Rédigé par Anass MACHLOUKH Lundi 8 Mai 2023

La droite dite « républicaine » en France a proclamé officiellement son soutien à la marocanité du Sahara. Résultat d’une évolution historique de la position de la droite française concernant l’intégrité territoriale du Maroc. Flashback.



Ph: Nidal
Ph: Nidal
Au moment où le Maroc et la France sont dans une crise silencieuse qui dure depuis des années, la droite française est insatisfaite de l’état actuel de « l’axe Paris-Rabat » qu’on croyait inébranlable, malgré les tempêtes. Le président des « Républicains », Éric Ciotti, a éprouvé le besoin de venir visiter le Maroc afin d’apaiser la tension en s’adressant à la classe politique marocaine, très déçue de la politique d’Emmanuel Macron qui, en l’espace d’un quinquennat, a plongé l’amitié franco-marocaine dans l’incertitude. Ciotti, qui dirige la droite dite républicaine, n’est pas venu seul et a ramené avec lui des poids lourds de sa formation politique, dont l’ex-ministre de la Justice, Rachida Dati, connue pour son amour inconditionnel du Maroc, en dépit de ses origines algériennes.
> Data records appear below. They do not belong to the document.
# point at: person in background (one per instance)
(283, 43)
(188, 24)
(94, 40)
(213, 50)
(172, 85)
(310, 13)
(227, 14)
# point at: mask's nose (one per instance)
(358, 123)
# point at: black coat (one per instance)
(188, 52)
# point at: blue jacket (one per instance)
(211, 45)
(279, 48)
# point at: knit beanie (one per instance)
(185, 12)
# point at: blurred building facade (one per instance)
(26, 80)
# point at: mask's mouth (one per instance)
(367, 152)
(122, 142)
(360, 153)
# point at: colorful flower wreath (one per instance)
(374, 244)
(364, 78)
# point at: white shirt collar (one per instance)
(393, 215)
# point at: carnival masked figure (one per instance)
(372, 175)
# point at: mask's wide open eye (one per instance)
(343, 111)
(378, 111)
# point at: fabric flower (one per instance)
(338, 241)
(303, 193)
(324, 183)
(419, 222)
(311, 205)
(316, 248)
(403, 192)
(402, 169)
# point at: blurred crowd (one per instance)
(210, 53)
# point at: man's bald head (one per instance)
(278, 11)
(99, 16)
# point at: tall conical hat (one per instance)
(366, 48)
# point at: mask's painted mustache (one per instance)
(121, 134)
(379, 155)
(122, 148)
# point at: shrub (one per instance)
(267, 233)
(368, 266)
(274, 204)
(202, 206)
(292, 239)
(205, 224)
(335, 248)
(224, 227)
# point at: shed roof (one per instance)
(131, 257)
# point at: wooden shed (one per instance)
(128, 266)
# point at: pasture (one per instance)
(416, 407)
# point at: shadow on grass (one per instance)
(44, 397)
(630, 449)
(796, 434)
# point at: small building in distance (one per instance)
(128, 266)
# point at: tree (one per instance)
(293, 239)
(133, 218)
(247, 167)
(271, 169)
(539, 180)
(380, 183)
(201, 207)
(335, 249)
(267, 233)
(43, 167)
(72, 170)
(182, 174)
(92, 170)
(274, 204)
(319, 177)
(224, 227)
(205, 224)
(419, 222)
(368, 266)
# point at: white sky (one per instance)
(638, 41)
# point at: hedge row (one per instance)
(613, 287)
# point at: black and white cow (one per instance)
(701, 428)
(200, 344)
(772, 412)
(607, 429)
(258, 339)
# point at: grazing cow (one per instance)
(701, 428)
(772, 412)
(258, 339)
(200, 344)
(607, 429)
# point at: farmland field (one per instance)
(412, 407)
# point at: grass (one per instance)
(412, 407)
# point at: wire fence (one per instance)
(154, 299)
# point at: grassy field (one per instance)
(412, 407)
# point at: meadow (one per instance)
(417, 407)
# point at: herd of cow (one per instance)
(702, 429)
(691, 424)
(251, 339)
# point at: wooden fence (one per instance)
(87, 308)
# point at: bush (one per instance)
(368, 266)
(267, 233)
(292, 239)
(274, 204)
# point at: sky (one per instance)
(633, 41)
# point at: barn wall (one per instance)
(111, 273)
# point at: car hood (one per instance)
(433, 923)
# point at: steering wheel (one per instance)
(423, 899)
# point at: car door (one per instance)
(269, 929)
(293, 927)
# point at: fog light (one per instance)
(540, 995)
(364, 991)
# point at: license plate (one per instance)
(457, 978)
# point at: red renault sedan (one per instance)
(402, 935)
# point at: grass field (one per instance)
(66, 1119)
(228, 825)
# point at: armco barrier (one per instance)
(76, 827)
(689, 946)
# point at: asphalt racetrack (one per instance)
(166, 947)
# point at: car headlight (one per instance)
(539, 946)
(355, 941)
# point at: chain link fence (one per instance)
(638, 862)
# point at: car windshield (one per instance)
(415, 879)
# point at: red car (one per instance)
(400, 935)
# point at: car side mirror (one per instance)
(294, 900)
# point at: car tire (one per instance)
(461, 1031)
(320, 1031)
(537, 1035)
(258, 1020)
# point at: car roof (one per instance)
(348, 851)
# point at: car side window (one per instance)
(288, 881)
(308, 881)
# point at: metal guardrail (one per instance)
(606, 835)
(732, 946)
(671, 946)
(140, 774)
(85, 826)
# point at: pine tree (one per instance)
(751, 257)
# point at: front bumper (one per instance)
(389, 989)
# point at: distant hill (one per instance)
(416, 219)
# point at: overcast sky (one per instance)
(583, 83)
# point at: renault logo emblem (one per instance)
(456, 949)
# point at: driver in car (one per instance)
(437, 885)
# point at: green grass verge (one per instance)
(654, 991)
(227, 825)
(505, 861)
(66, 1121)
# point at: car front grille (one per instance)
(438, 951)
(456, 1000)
Le député des Alpes maritimes a choisi de s’adresser directement aux piliers de la majorité gouvernementale marocaine dont il partage le positionnement politique. Après avoir rencontré le patron du Rassemblement National des Indépendants (RNI), Aziz Akhannouch, il a rendu visite au Secrétaire Général du Parti de l’Istiqlal, Nizar Baraka, avec lequel il a eu des discussions approfondies sur les relations franco-marocaines. Ciotti est venu parler avec ses homologues marocains sans trop user de langue de bois. Il a reconnu que les relations sont actuellement au plus bas et dans un état déplorable.  « Aujourd’hui, ne le cachons pas, les relations sont mises quelque peu en difficulté et nous devons travailler ensemble pour qu’elles soient restaurées et retrouvent la qualité qu’elles n’auraient jamais dû perdre », a-t-il plaidé dans une déclaration à la presse.
 
Sahara marocain : plus l’ombre d’un doute !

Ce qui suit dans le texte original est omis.